I just got a new game for my 3DS, so I’ve been using it as a reward for writing. It’s so hard not to just curl up on the couch and play all day long. There’s a very good reason I have not reinstalled WoW for years. LOL
…and as much as I want to click that link and check out that game, I’m not gonna. 😛
Good luck with your goals!
Oh…no…there’s a reason I never installed WoW ever…at all! And Everquest/Evercrack. One look at those games and I knew my OCD would overload.
When I started facebook, I carefully limited my games there, knowing what OCD can do to me. That’s been fine…but finding an old game I used to love is killing me!
me? def. a night owl – from childhood, I come awake after 10pm – left to my own devices would go to bed early hours of morning – 1, 2, 3 say then sleep till mid-day – never has been possible when being employed!! and even now in retirement it hasn’t, as I have to be up by 8-9 at latest as I’m a carer 😦 ah well I mostly manage to get to bed by 1am – go any earlier I cannot get to sleep.
It must be hard to kill a character – I have only managed it in short story writing – well I have managed minor characters, the ones I really like will have to live forever:)
I think it might be easier, like you say, to do it in a short story. In a novel, when we’ve fallen in love with them, I hate to do it.
George Martin, I am not.
I feel the same way. I’m about 75 percent of the way through a story ATM and I’m stuck. I know how it’s going to end. I know the climax of the story, I’m just not sure about the next few steps, and it’s driving me crazy. At least now I know I’m not alone.
If I knew that a character was going to die early on in the process of writing a story, I would probably be okay, but if I realized all of a sudden that a beloved character had to die, that would be really hard.

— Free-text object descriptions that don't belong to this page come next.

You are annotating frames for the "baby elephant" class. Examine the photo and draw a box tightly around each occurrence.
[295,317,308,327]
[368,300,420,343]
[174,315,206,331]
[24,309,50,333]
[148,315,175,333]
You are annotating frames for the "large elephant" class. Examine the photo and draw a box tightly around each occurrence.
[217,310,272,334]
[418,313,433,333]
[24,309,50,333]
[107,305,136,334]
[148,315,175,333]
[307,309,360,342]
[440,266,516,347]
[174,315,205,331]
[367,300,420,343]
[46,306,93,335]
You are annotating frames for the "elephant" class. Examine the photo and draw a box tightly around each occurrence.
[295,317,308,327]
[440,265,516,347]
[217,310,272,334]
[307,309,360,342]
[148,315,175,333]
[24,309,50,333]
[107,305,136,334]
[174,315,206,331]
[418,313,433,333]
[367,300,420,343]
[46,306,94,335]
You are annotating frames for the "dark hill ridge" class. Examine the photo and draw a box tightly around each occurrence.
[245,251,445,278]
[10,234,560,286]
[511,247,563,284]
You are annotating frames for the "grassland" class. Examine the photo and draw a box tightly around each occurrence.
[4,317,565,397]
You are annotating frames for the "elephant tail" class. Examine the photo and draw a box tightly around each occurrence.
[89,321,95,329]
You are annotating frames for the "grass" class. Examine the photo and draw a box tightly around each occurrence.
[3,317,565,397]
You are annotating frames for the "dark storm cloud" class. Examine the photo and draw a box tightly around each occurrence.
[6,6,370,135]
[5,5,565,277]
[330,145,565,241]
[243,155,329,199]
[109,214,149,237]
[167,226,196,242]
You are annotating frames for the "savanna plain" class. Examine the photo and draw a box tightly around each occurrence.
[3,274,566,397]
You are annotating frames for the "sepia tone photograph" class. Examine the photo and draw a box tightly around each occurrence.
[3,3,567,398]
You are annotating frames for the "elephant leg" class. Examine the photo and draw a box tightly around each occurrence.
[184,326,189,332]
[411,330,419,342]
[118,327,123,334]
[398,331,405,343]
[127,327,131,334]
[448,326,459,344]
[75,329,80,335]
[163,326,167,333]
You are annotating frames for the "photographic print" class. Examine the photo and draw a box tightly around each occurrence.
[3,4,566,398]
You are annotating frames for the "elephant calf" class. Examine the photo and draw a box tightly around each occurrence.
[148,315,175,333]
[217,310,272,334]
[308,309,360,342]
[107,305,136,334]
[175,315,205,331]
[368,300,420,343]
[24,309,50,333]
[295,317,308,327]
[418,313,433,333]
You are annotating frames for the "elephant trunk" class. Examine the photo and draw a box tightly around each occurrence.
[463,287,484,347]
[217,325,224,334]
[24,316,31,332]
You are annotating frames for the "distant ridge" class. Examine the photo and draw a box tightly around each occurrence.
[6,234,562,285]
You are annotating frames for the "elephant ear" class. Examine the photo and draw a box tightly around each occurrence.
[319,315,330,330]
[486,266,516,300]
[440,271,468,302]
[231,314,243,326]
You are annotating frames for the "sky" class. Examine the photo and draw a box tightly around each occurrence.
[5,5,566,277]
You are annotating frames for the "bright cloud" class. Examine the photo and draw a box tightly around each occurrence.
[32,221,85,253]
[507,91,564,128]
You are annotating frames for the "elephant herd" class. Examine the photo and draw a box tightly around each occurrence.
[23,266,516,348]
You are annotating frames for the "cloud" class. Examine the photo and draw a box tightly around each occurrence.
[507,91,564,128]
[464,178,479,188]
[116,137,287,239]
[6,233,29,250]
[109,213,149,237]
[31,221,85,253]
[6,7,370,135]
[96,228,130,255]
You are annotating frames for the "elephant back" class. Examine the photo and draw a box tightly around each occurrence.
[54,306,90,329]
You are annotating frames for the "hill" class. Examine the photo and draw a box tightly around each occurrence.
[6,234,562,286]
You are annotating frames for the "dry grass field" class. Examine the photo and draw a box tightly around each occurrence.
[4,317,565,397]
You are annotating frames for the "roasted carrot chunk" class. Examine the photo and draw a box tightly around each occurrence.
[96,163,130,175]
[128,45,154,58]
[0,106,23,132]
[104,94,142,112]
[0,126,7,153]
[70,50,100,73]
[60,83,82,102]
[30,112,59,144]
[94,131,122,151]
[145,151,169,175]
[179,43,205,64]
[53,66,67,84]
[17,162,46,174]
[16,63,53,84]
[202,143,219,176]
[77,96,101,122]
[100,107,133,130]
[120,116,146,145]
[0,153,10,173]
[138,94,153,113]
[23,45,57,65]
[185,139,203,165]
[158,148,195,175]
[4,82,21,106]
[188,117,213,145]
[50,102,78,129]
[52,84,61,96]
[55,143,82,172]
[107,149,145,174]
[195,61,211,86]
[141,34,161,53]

I remember one time when I first started writing, I ended up killing off a character, and I burst into tears. That was hard.
I wish I could rise at the crack of dawn and be a fully functioning person. The idea of writing by dawn’s early light sounds wonderful, but I’m just not wired that way. I am a night owl through and through!
Have a great week, AmyBeth!
Maybe I’m meant to be an 18th century debutante, who goes to bed at 4AM and sleeps into the afternoon…
I think we have something in common – Night’s are definitely when I come alive. My neighbors might actually think we’re vampires. it’s nice to see so many others cut from the same cloth. Too bad my j-o-b doesn’t operate to that kind of schedule.